Burn Rate: Rate at which the share reserve is utilized or reduced each year, usually expressed as a percentage of the CSO. It indicates the rate at which the value of investors' holdings in the company is expected to be diluted due to the granting of equity awards.
Named Executive Officers (NEOs): NEOs refer to the CEO, CFO, and the next three highest-paid executive officers within a company, as disclosed in the company's annual Management Information Circular.
Rolling vs. Fixed Plans
Of the 45 companies examined, 69% (n=31) implemented a rolling plan at the time of their IPO, while the remaining 31% (n=14) opted for a fixed plan. Rolling plans automatically replenish, hence, the total number of shares available for issuance grows over time. The TSX requires rolling plans to be re-approved by shareholders every three years.
Size of Share Reserve
Among the companies analyzed, a majority of 27 out of 45 (60%) chose to set aside a 10% share reserve for their equity-based compensation plans. Historically, institutional shareholders have generally viewed equity plans with up to 10% dilution to be reasonable. In some cases, higher levels of dilution may be deemed acceptable for emerging growth or recent IPOs.
Dilution and Share Reserve Remaining After IPO Year
We observe a wide range in dilution levels and the size of share reserve remaining after the first year post-IPO.
The burn rate in the first year post-IPO varied significantly across the observed companies. Anecdotally, burn rates tend to be higher in the initial years following an IPO compared to more established and stable companies. It is also worth noting that some companies opt to grant substantial equity awards shortly before their IPO, followed by a decrease or absence of equity awards for a period afterward.
LTIP Instrument Prevalence
During the first year post-IPO, the granting of stock options, restricted share units (RSUs), and performance share units (PSUs) differed among the companies analyzed. Among companies that granted LTIP, approximately 57% used a single LTIP instrument, often stock options, while 35% used two instruments, and 8% employed all three. Notably, the granting of PSUs was relatively less common in the first year post-IPO compared to the usual practices among larger and more mature companies. Stock options and RSUs are linked to share price performance and represent simple approaches to equity-based compensation.
LTIP Grant Allocation
Analysis of LTIP awards granted during the first year post-IPO indicated that CEOs typically received a notable proportion of the total LTIP granted. Allocation to non-NEO employees exhibited wide variation. Generally, the board of directors received a smaller proportion or no LTIP grants, with some exceptions. Anecdotally, over time as the company becomes more mature the distribution of LTIP grants tends to balance out between the CEO and other NEOs, reducing the concentration on the CEO.
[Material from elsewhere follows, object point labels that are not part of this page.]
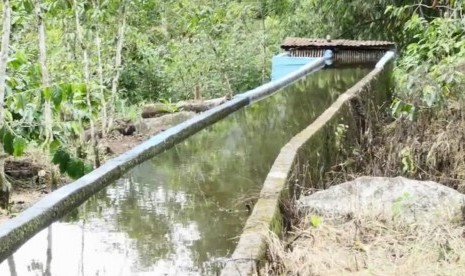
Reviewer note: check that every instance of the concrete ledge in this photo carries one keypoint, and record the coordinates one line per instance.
(266, 214)
(18, 230)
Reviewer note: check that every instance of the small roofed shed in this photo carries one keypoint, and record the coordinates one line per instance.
(344, 50)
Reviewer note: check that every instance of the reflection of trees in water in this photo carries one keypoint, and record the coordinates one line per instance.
(199, 180)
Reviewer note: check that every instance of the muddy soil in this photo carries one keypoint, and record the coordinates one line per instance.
(29, 179)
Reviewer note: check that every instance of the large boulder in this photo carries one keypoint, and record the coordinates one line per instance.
(409, 200)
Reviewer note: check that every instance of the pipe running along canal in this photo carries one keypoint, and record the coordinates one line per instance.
(181, 212)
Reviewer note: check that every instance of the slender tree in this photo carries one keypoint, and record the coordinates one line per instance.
(98, 46)
(85, 64)
(5, 185)
(119, 50)
(48, 123)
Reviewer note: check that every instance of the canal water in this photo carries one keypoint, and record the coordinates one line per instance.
(181, 212)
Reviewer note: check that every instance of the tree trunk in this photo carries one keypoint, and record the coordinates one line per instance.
(12, 266)
(85, 63)
(5, 186)
(48, 133)
(100, 76)
(119, 49)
Since achieving record-breaking levels in 2021, the IPO market has encountered a notable deceleration. Challenges have emerged due to factors such as rising interest rates and declining valuations within the technology sector. Nevertheless, there are reasons for optimism. The peaking of inflation and the softening of energy prices contribute to a more favourable market outlook. As market stability returns and investor confidence strengthens, companies that previously delayed their IPO plans are expected to regain traction and resume the listing process. In light of this, it is crucial for companies pursuing IPOs to consider the range of practices and strategies related to executive compensation that can effectively support their objectives.